“You wake up one morning and things have switched places”
Middle-aged, Robert Seyr (Niels Arestrup) is a tough Parisian landlord who also wheels and deals with some shady organisations on the side. When things get too dirty for the aging, hefty father, he unleashes his son on squatters, tenants who won’t pay rent, or other businessmen who’ve ripped him off. Once son Thomas (Romain Duris) gets a nod from his father, he and a group of thugs use violence and destruction to get their objective. Thomas seems to be following in his father’s footsteps with a life of brutality and questionable real estate contracts. But there’s something about Thomas that doesn’t quite fit–he tunes out from life with constant music beamed in through the headphones he wears, and he’s also emotionally distant from everyone in his life and the actions he performs.
Thomas’s deceased mother was a famous concert pianist, and it’s difficult to imagine quite where she squeezed in between Thomas and Robert, but apparently, she passed on her talent to Thomas. He’s never stopped playing the piano. One day, by chance, he runs into his deceased mother’s former manager, and Thomas is invited to audition. Thomas’s obsessive-compulsive nature hits full gear as he throws himself back into training–even employing non-English speaking Chinese student Miao-Lin (Linh-Dan Pham) to coach him.

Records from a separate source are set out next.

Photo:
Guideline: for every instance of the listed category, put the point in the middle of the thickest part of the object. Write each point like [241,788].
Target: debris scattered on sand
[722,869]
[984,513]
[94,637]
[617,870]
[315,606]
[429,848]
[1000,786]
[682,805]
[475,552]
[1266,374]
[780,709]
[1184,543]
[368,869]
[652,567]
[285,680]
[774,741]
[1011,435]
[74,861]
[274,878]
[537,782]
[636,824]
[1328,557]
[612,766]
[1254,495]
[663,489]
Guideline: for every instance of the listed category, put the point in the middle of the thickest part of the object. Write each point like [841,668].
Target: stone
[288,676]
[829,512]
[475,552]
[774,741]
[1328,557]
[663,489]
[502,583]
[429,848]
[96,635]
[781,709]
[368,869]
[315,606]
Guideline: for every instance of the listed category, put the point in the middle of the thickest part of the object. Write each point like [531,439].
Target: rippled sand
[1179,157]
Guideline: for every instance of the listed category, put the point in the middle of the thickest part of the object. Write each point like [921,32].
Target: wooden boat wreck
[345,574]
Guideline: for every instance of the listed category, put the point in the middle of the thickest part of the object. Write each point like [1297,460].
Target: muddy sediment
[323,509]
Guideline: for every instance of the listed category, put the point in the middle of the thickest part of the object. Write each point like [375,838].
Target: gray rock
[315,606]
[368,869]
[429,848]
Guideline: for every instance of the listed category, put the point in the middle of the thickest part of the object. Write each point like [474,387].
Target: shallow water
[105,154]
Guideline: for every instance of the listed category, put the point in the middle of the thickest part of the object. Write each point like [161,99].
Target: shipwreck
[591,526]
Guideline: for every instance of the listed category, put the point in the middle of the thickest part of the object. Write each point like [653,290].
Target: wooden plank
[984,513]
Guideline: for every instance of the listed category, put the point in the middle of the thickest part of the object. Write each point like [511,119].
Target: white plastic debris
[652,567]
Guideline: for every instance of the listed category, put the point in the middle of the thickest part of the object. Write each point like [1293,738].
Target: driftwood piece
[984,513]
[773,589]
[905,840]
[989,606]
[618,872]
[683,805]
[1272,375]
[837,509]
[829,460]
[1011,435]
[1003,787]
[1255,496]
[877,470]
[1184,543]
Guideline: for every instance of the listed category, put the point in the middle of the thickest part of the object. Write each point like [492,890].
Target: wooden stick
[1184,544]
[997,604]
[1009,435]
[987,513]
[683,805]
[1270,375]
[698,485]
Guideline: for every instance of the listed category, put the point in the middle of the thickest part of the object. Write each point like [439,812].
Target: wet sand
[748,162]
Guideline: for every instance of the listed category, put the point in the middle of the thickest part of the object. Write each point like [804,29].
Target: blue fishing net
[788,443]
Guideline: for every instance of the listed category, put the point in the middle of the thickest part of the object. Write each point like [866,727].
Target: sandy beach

At first Thomas approaches the music as yet another obstacle to be tackled and wrestled to the floor. There is no joy in his playing. Meanwhile, as he struggles to regain his former talent, his father slips into a business deal with a ruthless Russian gangster.
The performance of Romain Duris is to be greatly praised. He conveys a nervous energy and intensity that is frightening when unleashed. In one scene, when he contemplates revenge, his features contort to the extremes of a gargoyle. The Beat That My Heart Skipped from director Jacques Audiard is too subtle a film to be the story of one man’s triumphs against the odds–at several points, the plot veers away quite deliberately from a sappy Hollywood cliche, and instead the film surprises until the very end. In French with English subtitles.